Углов горько усмехнулся: он и сам был теперь не очень далек от Лизиной точки зрения. Слова жены врезались в самую глубину его сердца. Он держал в руках письмо и едва стоял на ногах. Это была тонкая, как паутинка, ниточка, протянувшаяся к нему из страшного далека. Во всем божьем мире не осталось больше никакого другого человека, которому он был хоть чем-то интересен. Есть Углов на белом свете, нет Углова на белом свете — это никого не задевало и не трогало. А уж до того, что лежало внутри его души, и подавно никому не было ни малейшего дела. Лизино письмо явилось для Семена первым несомненным признаком, что он действительно въяве жив, что он человек, а не только номер и фамилия, занесенные чужой рукой в одну из граф длиннейшей ведомости.
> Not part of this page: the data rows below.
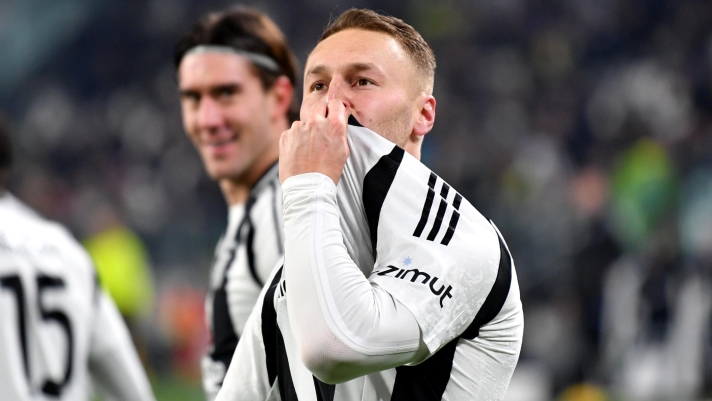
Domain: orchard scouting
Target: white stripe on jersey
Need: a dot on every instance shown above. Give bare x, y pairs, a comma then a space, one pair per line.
58, 330
244, 258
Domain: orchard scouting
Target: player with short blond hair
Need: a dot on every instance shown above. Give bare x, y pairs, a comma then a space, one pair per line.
393, 286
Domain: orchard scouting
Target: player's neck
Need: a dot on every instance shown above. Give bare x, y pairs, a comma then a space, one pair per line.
413, 147
237, 190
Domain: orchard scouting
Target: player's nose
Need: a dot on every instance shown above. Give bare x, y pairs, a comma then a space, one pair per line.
209, 113
338, 90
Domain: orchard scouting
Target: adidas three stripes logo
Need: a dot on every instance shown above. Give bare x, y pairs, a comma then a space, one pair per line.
437, 224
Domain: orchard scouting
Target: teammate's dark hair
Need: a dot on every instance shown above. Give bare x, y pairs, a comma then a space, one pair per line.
5, 150
248, 29
412, 42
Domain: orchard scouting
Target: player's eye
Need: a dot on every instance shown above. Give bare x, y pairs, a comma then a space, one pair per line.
225, 92
318, 86
191, 97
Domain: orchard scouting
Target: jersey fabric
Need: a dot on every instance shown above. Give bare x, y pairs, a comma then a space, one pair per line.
412, 236
244, 259
60, 335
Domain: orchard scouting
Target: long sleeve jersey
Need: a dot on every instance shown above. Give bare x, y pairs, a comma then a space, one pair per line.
393, 287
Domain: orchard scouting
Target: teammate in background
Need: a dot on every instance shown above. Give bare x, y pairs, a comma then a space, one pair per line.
236, 77
393, 287
59, 332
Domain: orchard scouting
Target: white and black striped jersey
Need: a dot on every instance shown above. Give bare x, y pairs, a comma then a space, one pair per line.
244, 259
413, 238
59, 333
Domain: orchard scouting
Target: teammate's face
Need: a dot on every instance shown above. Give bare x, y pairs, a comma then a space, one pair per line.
372, 75
227, 114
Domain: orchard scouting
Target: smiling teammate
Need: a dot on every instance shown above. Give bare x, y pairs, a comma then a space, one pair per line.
236, 77
393, 286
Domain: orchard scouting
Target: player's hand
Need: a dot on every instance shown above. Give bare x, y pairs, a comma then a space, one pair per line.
317, 145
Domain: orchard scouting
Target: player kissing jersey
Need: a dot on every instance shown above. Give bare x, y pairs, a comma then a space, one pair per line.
59, 332
414, 288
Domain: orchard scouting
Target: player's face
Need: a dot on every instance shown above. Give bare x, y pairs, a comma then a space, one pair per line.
371, 74
226, 113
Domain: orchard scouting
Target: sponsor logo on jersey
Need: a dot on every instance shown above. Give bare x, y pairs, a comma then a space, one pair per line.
420, 277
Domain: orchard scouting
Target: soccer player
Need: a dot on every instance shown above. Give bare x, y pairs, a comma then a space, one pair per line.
393, 286
236, 77
59, 332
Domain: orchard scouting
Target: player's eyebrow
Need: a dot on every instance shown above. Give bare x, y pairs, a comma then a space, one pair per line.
320, 68
213, 89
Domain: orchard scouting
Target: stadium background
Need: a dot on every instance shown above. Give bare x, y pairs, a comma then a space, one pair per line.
583, 128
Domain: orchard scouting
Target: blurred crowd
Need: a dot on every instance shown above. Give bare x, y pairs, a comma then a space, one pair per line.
582, 128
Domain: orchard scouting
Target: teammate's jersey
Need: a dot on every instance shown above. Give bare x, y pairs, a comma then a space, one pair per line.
244, 259
415, 237
59, 332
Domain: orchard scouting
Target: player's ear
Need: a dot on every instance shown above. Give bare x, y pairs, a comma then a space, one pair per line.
426, 115
281, 95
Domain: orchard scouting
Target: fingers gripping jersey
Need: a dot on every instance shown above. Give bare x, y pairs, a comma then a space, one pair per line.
57, 328
410, 236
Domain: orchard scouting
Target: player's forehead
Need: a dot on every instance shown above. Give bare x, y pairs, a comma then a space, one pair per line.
214, 68
358, 47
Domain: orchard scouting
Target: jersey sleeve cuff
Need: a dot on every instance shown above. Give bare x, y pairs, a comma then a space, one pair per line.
308, 181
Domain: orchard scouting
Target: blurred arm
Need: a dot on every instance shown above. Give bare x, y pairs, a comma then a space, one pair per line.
113, 362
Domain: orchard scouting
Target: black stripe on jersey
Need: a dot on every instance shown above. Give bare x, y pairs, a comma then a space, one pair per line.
441, 212
426, 207
497, 295
453, 220
249, 242
224, 336
269, 328
275, 217
275, 353
324, 392
376, 185
428, 380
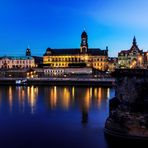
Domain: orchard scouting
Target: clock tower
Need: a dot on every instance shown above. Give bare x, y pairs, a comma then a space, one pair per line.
84, 43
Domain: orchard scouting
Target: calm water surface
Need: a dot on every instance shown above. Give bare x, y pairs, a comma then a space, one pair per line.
53, 117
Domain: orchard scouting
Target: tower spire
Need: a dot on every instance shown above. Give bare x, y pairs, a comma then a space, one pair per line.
134, 41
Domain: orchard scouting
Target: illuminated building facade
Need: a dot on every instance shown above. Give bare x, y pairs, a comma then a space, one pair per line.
132, 58
9, 62
78, 57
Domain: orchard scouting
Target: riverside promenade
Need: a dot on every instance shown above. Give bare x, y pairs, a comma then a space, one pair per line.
106, 82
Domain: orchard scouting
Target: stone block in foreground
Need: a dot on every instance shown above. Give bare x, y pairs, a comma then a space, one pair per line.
128, 110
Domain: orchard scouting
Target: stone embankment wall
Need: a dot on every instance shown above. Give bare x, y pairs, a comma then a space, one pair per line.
128, 116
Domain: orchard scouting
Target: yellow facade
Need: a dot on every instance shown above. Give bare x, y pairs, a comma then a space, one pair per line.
98, 62
90, 57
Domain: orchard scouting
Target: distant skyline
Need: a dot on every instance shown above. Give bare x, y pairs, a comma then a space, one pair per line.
59, 24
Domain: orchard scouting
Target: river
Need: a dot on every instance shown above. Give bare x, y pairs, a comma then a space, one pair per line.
53, 116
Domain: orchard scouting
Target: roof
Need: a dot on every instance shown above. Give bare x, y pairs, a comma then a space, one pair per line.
75, 51
17, 57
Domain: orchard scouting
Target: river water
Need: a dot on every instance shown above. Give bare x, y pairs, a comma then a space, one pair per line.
53, 116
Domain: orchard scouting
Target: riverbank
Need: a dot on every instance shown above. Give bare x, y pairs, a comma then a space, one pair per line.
106, 82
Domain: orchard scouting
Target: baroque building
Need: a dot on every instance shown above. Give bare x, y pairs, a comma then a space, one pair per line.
132, 58
9, 62
77, 57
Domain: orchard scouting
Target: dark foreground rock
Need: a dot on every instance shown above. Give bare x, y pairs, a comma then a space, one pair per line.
128, 114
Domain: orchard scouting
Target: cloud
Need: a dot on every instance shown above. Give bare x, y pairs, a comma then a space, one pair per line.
124, 13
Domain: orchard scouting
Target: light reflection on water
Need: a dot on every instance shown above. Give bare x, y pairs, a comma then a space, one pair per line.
55, 97
54, 109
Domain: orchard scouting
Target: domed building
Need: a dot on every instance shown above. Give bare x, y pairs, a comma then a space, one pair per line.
132, 58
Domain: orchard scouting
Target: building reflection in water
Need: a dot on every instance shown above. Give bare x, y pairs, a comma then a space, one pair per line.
85, 105
56, 97
10, 97
32, 93
53, 97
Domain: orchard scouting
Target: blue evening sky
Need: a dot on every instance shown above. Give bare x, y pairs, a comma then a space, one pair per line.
59, 24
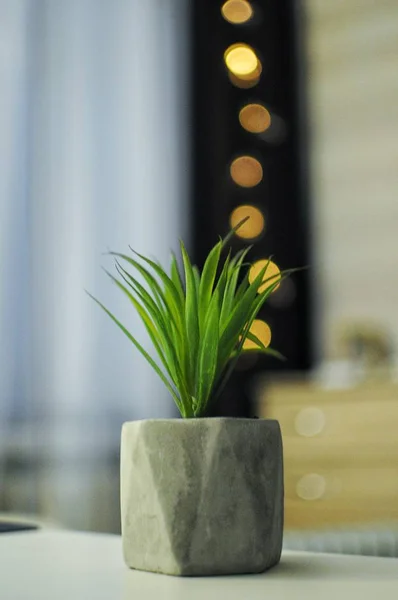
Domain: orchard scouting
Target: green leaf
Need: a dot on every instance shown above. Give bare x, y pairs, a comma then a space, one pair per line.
197, 279
208, 354
230, 288
207, 282
191, 315
233, 231
176, 277
144, 353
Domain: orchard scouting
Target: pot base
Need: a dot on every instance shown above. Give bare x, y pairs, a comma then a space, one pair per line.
202, 496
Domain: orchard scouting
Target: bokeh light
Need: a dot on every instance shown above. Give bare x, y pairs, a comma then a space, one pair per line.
271, 276
241, 60
261, 330
253, 226
255, 118
246, 171
237, 11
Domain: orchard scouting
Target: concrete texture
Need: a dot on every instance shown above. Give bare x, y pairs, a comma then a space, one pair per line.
202, 496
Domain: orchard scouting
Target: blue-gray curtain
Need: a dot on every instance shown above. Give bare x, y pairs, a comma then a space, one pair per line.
93, 156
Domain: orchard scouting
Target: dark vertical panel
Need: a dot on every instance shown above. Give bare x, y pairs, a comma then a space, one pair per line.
275, 33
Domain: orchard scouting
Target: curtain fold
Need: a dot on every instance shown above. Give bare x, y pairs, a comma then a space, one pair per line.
93, 156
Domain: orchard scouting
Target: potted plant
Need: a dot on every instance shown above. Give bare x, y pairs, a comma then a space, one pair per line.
199, 495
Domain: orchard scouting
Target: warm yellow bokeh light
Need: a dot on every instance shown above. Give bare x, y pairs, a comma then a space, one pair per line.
241, 60
252, 227
271, 275
237, 11
255, 118
261, 330
246, 171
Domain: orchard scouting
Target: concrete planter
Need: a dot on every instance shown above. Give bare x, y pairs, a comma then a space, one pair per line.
202, 496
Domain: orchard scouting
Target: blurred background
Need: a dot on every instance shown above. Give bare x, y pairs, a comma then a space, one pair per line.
131, 122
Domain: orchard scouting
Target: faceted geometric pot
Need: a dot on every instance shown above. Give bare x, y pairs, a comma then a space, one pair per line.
202, 496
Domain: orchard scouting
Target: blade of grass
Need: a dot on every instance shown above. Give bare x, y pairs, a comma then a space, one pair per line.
207, 281
208, 355
144, 354
191, 316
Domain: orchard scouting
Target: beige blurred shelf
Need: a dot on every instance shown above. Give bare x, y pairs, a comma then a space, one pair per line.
341, 452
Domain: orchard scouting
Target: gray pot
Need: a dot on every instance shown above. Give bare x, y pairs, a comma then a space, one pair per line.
202, 496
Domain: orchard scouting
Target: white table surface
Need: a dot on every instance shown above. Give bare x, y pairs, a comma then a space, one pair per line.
63, 565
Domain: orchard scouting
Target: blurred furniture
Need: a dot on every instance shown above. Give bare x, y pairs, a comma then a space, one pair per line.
341, 452
68, 565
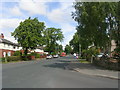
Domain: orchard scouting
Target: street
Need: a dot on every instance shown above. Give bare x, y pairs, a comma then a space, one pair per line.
50, 73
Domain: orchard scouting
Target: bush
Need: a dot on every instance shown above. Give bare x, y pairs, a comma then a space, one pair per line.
17, 53
13, 58
2, 59
35, 54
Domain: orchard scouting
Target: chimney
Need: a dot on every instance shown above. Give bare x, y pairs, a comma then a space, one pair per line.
1, 36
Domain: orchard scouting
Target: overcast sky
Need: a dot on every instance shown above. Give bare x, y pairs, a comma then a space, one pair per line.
54, 14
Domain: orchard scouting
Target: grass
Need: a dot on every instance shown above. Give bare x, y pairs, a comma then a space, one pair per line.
83, 61
9, 62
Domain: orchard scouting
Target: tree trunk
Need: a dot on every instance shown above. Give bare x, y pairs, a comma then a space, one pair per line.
25, 52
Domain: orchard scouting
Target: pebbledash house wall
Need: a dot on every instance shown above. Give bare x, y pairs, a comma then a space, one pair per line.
7, 49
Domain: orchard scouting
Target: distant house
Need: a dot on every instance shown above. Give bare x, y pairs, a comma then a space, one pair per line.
7, 47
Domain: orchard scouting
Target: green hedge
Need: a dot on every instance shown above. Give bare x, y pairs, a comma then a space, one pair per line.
17, 53
35, 54
13, 58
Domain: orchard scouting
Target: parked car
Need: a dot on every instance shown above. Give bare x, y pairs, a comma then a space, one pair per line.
55, 56
48, 56
100, 55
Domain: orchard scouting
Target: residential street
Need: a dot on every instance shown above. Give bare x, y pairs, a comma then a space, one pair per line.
50, 73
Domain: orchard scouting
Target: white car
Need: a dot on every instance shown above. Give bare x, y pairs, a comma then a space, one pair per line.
48, 56
55, 56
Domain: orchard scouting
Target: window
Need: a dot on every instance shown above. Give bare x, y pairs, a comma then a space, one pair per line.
13, 47
9, 53
4, 54
4, 44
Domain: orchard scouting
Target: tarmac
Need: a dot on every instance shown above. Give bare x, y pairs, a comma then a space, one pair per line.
90, 69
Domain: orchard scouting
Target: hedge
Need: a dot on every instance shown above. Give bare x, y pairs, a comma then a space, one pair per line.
13, 58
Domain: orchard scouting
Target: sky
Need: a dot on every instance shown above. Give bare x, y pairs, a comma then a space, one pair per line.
52, 13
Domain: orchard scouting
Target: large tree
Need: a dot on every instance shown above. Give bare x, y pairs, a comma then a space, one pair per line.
68, 49
29, 34
52, 36
95, 21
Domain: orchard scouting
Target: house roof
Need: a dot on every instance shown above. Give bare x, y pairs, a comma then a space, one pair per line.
2, 40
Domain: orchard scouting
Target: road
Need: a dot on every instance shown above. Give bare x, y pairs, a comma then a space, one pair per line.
50, 73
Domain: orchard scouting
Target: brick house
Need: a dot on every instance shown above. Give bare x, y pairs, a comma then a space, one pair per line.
7, 47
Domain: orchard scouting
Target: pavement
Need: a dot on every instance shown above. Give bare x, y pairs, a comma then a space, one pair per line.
89, 69
51, 73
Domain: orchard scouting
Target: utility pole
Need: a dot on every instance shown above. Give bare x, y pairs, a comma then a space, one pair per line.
79, 44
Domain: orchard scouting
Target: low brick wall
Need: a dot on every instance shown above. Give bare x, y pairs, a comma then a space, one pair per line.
108, 64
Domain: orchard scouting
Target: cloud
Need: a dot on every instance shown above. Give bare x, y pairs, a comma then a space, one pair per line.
15, 11
7, 26
33, 7
62, 14
9, 23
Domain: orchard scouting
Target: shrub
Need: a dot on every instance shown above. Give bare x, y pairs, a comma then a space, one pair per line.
13, 58
37, 55
2, 59
17, 53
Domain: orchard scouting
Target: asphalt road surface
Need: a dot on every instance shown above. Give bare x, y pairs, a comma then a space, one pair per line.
50, 73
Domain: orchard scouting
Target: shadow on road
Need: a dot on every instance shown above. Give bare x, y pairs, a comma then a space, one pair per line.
57, 65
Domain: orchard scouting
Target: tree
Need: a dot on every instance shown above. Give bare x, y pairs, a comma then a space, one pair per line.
52, 36
29, 34
95, 22
68, 49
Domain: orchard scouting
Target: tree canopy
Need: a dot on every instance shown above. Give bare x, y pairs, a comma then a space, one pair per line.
52, 36
96, 21
29, 34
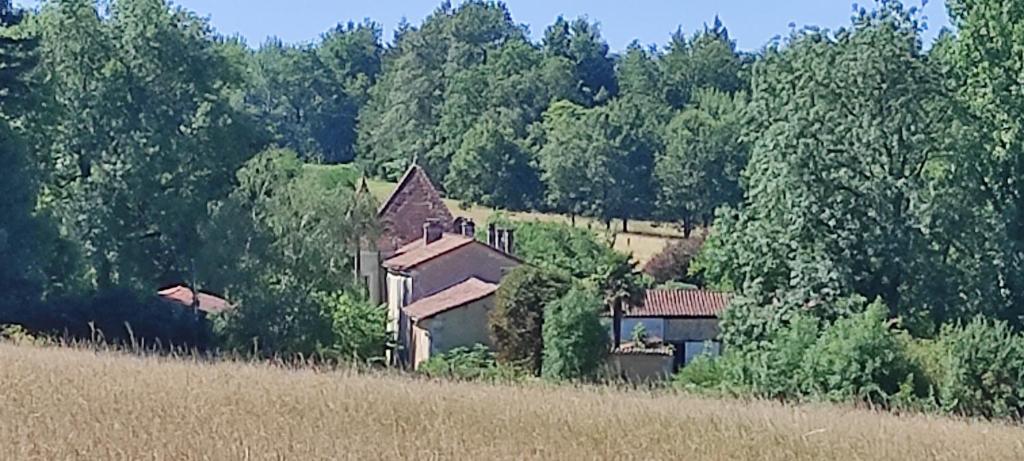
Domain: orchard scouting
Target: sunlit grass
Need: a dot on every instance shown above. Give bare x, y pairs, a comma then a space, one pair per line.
74, 404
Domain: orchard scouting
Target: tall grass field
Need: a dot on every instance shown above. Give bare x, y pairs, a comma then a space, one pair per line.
67, 404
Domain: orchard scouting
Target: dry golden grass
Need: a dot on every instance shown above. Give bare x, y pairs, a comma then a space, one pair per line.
65, 404
644, 240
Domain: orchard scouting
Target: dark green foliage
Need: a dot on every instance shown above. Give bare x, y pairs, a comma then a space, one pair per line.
857, 358
985, 186
139, 132
576, 342
119, 317
493, 169
598, 162
982, 370
476, 363
704, 156
358, 328
835, 195
517, 320
708, 60
286, 237
309, 96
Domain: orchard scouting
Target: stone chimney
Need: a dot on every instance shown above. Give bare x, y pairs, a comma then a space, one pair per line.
432, 231
468, 227
508, 242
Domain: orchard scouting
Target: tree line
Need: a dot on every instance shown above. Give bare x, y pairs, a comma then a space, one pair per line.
848, 175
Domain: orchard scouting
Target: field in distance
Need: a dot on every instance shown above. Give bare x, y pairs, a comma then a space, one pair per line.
644, 240
73, 404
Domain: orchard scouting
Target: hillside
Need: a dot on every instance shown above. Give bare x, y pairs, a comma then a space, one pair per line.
107, 406
644, 240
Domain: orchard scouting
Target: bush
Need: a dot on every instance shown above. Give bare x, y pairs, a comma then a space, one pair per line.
983, 370
556, 247
576, 342
673, 263
121, 317
359, 328
705, 374
468, 364
517, 320
859, 358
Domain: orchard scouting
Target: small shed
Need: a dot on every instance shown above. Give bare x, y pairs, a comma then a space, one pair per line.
642, 361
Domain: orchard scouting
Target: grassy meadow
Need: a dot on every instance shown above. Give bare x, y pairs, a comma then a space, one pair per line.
70, 404
644, 240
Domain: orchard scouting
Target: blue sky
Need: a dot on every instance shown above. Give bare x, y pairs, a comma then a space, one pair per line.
752, 23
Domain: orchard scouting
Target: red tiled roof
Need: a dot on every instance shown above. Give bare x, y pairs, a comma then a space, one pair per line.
680, 303
414, 202
183, 295
417, 253
472, 289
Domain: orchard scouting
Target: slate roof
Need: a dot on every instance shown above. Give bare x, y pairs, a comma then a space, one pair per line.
471, 290
414, 202
680, 303
181, 294
417, 253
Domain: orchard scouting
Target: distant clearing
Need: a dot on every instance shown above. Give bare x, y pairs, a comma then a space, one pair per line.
69, 404
644, 240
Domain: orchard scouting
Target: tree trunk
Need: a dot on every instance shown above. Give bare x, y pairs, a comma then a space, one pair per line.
616, 324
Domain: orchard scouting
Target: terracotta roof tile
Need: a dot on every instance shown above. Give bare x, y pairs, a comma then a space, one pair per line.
183, 295
681, 303
417, 253
472, 289
414, 202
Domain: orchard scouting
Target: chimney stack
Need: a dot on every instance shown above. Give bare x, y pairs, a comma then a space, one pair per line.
468, 227
509, 241
432, 232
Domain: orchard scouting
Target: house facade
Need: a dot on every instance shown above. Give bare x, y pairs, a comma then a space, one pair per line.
678, 325
437, 281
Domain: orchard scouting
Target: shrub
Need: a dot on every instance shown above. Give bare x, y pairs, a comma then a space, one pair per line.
120, 317
517, 320
982, 371
576, 342
468, 364
358, 327
705, 374
859, 358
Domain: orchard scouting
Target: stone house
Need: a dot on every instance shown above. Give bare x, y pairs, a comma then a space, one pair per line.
679, 326
437, 281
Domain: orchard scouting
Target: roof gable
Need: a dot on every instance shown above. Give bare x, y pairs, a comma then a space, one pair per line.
458, 295
414, 202
181, 294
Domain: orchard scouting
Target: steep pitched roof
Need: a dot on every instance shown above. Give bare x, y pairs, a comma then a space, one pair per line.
471, 290
181, 294
681, 303
414, 202
417, 253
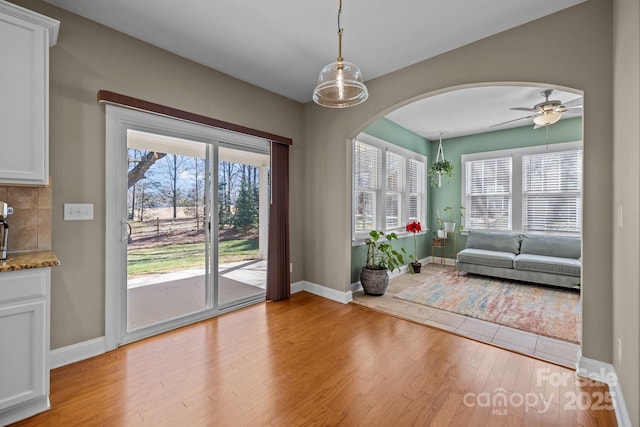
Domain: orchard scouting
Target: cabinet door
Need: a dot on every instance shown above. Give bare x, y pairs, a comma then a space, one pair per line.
22, 352
24, 156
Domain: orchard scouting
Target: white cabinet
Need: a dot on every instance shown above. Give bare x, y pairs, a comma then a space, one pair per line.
24, 343
25, 38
«Ответила, ответила!» — тихо шептал Семен дрожащими, сухими губами. Лизина рука была на конверте, это ее тонкие пальцы вывели аккуратно его имя и его фамилию, это Лизина, до боли родная, светловолосая голова склонялась над листами бумаги, которые Углов держал сейчас в своей корявой зацепеневшей руке; скажись внутри конверта его собственный смертный приговор — Семен не повел бы и ухом: лишь бы приговор тот был подписан Лизой. Никакая сторонняя мысль не могла смутить его нерассуждающей радости. «Ответила, жена ответила!» — снова прошептал он, не в силах удержать в себе эту радость, и лицо его, годами отвыкавшее от смеха, исказилось невольной мучительно-сладкой судорогой, больше похожей на гримасу плача, чем на улыбку.
Семен шел и смотрел по сторонам новыми глазами. Письмо жены, лежавшее в нагрудном кармане, грело его сквозь грубую материю гимнастерки. Все изменилось, ведь раньше он был пассажиром эшелона, идущего в никуда, теперь вагон его свернул на новую колею. Там, впереди, за окоемом, лежала настоящая человеческая жизнь, и хотя путь к ней был еще очень труден и долог, Углов ни минуты не сомневался, что одолеет его.
Он шел по центральной аллее профилактория, знакомые братаны поднимали руки, приветствуя его. Семен кивал в ответ, ничего не понимая, выслушивал обращенные к нему вопросы и улыбчиво соглашался: «Да, да… Конечно…»
И снова шел, провожаемый недоуменными взглядами, и низкое вечернее солнце расстилало перед ним пылающие алые ковры.